In seinen Anfängen habe das Schweizer Magazin «Bilanz» die Mächtigen hinterfragt – heute die Umverteilung, sagt eine Historikerin.

Bei ihrer Studie über das Reichen-Ranking der «Bilanz» sei es ihr nicht um den Reichtum an sich gegangen, betont die Historikerin Monika Dommann. «Mich hat die Art und Weise interessiert, wie die Reichen ins Bild gerückt werden und welche Geschichten erzählt werden.» Sie hat kleine tektonische Verschiebungen im Umgang mit Reichen in der Schweiz beobachtet.

Am Anfang, im Oktober 1989, sei die Zeitschrift mit dem Ziel angetreten, eine Sozialtopographie des Schweizer Megareichtums zu erstellen. «Das hat durchaus den aufklärerischen, enthüllenden Impetus gehabt. Da steht zum Beispiel der Satz: Was ist schon ein Gemeinderat eines Dorfes gegen den Fabrikherrn, dem das halbe Dorf gehört?»

Damals: Transparenz und Kontrolle der Macht

Es sei laut den Machern – nach deren eigenen Angaben – um mehr Transparenz und eine Kontrolle der Macht gegangen, sagt Dommann. Bis dato hätten die Reichen versucht, ihren Reichtum zu verstecken. Das spiegele sich auch in der Optik der «Bilanz», sagt Dommann: «In der ersten Nummer waren die Reichen in schwarz-weissen Passfotos abgebildet. Von einigen gab es noch gar kein Bild.»

In der Schweiz ist punkto Reichtum eher eine Kultur des Verbergens spürbar.

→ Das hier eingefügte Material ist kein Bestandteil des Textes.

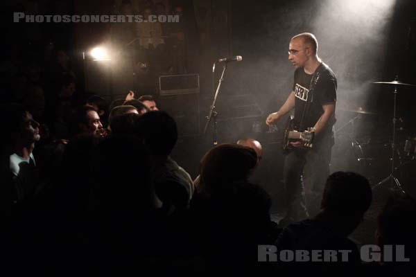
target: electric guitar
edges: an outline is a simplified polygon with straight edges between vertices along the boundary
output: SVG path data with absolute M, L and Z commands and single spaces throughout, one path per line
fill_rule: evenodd
M 306 131 L 298 132 L 295 129 L 294 116 L 291 116 L 286 122 L 283 137 L 283 151 L 287 152 L 293 148 L 291 142 L 300 141 L 305 148 L 311 148 L 315 137 L 315 128 L 308 128 Z

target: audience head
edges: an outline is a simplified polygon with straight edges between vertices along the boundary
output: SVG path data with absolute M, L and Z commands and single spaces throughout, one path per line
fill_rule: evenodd
M 87 100 L 88 105 L 91 106 L 98 114 L 98 116 L 103 116 L 107 113 L 108 104 L 107 100 L 97 95 L 93 95 Z
M 354 172 L 338 171 L 327 180 L 321 213 L 342 218 L 344 231 L 350 233 L 363 220 L 371 201 L 371 187 L 365 177 Z
M 34 117 L 41 120 L 45 110 L 45 97 L 42 88 L 37 85 L 30 86 L 24 98 L 24 104 Z
M 168 156 L 177 141 L 176 123 L 164 111 L 150 111 L 141 116 L 137 132 L 150 153 L 156 156 Z
M 258 141 L 253 138 L 241 139 L 237 141 L 237 144 L 252 148 L 257 154 L 257 163 L 261 161 L 263 158 L 263 148 Z
M 76 134 L 90 134 L 100 136 L 103 132 L 103 125 L 96 110 L 88 106 L 80 107 L 75 116 Z
M 154 204 L 148 151 L 133 136 L 111 136 L 98 145 L 93 157 L 94 198 L 101 211 L 135 213 Z
M 201 160 L 201 182 L 214 193 L 232 183 L 246 181 L 257 161 L 252 148 L 236 144 L 216 146 Z
M 139 114 L 143 114 L 148 111 L 150 111 L 150 109 L 148 108 L 148 107 L 143 104 L 143 102 L 140 100 L 136 99 L 132 99 L 127 101 L 125 101 L 123 103 L 123 105 L 130 105 L 133 106 L 136 109 L 137 109 L 137 111 L 139 111 Z
M 114 107 L 110 111 L 110 116 L 108 116 L 108 125 L 110 125 L 110 128 L 111 129 L 112 121 L 114 118 L 125 114 L 139 114 L 139 111 L 137 111 L 137 109 L 130 105 L 121 105 Z
M 60 97 L 71 97 L 75 93 L 75 78 L 69 74 L 65 74 L 61 80 L 61 90 L 59 93 Z
M 114 116 L 111 120 L 110 129 L 113 134 L 135 134 L 140 116 L 135 113 L 124 114 Z
M 31 148 L 40 139 L 39 123 L 19 104 L 2 105 L 0 107 L 1 127 L 6 134 L 2 146 Z
M 377 219 L 376 243 L 380 247 L 404 245 L 406 256 L 415 258 L 416 226 L 413 219 L 415 216 L 414 199 L 407 195 L 390 196 Z
M 159 111 L 153 96 L 150 95 L 141 96 L 139 98 L 139 100 L 141 101 L 150 111 Z

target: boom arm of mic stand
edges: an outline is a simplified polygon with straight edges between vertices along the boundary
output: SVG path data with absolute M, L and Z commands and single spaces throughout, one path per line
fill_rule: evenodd
M 205 134 L 207 133 L 207 129 L 208 128 L 208 125 L 209 125 L 209 122 L 211 122 L 211 118 L 213 117 L 214 115 L 214 118 L 216 122 L 214 123 L 214 138 L 217 137 L 217 135 L 216 134 L 216 115 L 217 115 L 217 112 L 214 111 L 215 109 L 215 104 L 216 102 L 216 100 L 217 100 L 217 97 L 218 96 L 218 93 L 220 91 L 220 88 L 221 87 L 221 83 L 223 82 L 223 81 L 224 80 L 224 73 L 225 73 L 225 70 L 227 69 L 227 63 L 224 64 L 224 67 L 223 68 L 223 73 L 221 73 L 221 77 L 220 78 L 220 80 L 218 82 L 218 85 L 217 86 L 217 89 L 216 91 L 215 92 L 215 95 L 214 96 L 214 100 L 212 102 L 212 105 L 211 105 L 211 107 L 209 107 L 209 114 L 208 115 L 207 119 L 207 123 L 205 123 L 205 127 L 204 128 L 204 134 Z M 214 139 L 216 140 L 216 139 Z M 214 141 L 214 144 L 216 144 L 216 142 Z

Ganz anders in Amerika, wo das Reichen-Ranking in Wirtschaftsmagazinen wie «Forbes» schon seit dem ersten Weltkrieg Tradition ist. «Während in den USA die Zurschaustellung des Reichtums auch in der Form des Tycoons eine lange Geschichte hat, ist in der Schweiz – gerade auch, weil die Banken hier sehr zentral sind, die auf Diskretion bemüht sind – eher eine Kultur des Verbergens spürbar.»

Wie ein Paukenschlag

Es sei daher wie ein Paukenschlag gewesen, die Reichen auch in der Schweiz an die Öffentlichkeit zu zerren. «In der ersten Nummer vorne dabei waren diejenigen Reichen aus der chemischen Industrie die im 19. Jahrhundert zu Geld gekommen sind, zum Beispiel die Familie Oeri-Hoffmann.»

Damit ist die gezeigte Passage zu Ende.